Additionally, please note that persons who enter School District property are subject to video and/or audio surveillance. The School District expressly reserves the right to trespass persons who engage in disorderly conduct on School District property pursuant to Florida Statute 810.08.

Thank you for helping to maintain decorum and the orderly conduct of School District business."

Currently, the School District of Palm Beach County requires all students to wear facial coverings "inside District buildings, riding on school buses, and walking through open-air hallways during class changes," but not when eating and drinking while seated.

In addition, "students in grades K-12 are not required to wear facial coverings during outdoor physical education classes if maintaining social distancing of at least six feet or more is possible."

Students can also remove their masks during outdoor activities "if social distancing is maintained."

The superintendent's major decision last week regarding face masks came on the same day the Centers for Disease Control and Prevention recommended that fully vaccinated people no longer need to wear facial coverings indoors.

"Anyone who is fully vaccinated can participate in indoor and outdoor activities, large or small, without wearing a mask or physical distancing," CDC Director Rochelle Walensky said. "If you are fully vaccinated, you can start doing the things that you had stopped doing because of the pandemic."

SPECIAL COVERAGE: State Of Education

In neighboring Martin County, school board members voted last week to require masks inside schools for the remainder of the academic year, which ends on May 28. After that, facial coverings will be optional for the Summer Transition Phase starting on June 1.

In Okeechobee County, face masks are now recommended but not required inside schools.
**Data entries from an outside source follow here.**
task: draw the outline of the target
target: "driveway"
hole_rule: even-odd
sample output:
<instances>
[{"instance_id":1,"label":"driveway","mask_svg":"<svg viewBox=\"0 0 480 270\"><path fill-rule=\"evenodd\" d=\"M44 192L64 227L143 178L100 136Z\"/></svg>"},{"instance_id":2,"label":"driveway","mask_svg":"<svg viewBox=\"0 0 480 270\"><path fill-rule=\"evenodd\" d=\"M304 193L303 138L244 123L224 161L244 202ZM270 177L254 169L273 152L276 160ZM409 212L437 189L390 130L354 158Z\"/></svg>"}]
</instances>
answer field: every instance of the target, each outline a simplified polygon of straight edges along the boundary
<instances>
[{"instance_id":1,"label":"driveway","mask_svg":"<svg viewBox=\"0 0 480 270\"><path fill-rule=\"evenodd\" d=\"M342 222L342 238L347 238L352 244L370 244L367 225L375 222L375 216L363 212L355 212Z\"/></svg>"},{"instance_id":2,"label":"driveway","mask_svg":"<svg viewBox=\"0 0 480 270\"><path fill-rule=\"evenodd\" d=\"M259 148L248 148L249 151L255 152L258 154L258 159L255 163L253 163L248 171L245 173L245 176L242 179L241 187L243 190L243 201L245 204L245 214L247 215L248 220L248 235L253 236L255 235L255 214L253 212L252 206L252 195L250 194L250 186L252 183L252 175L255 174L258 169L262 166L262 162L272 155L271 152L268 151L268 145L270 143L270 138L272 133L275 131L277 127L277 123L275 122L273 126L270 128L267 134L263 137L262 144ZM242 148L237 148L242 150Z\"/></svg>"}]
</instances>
Officials with the School District of Indian River County said they're planning to make masks optional for students next school year.

St. Lucie Public Schools has not announced any official changes to its face mask policy, but said school leaders are continuing to monitor the COVID-19 pandemic as we approach the 2021/22 academic year.

Palm Beach County health director Dr. Alina Alonso on Tuesday said COVID-19 cases are increasing among children locally.

Alonso said 15% of new COVID-19 cases in Palm Beach County on May 16 were among 5 to 14-year-olds. That's an increase from 10% of new cases in the same age group two weeks ago.


COVID-19 cases increasing among children in Palm Beach County, health director says

Currently, anyone 12 and older is authorized to receive the Pfizer COVID-19 vaccine, while the Moderna and Johnson & Johnson vaccines are only for those 18 and older.

Alonso said the increase in cases among children is particularly concerning because many of them are unable to get inoculated.

"This is a group that's gonna be the hardest to vaccinate," Alonso said. "This is where the problem lies, and this is where we have to concentrate our efforts, especially for these children that will not be able to get vaccinated yet."

With the School District of Palm Beach County planning to return to traditional in-classroom instruction next school year and eliminate distance learning related to the COVID-19 pandemic, Commissioner Maria Sachs on Tuesday questioned whether the vaccine should be mandated for children.

"Only the private schools are able to do that," Alonso said. "At this point, there's no federal or state resolution to go in that direction."

Alonso advised against a COVID-19 vaccine mandate for brick-and-mortar students in the public school system, saying it would be too controversial of a move.

"Especially now, anything that you mandate becomes a lot of resistance and, I think, detracts from the advantage of the vaccine," Alonso said. "We're living in a very unique time. And at this time, that would not be a recommendation."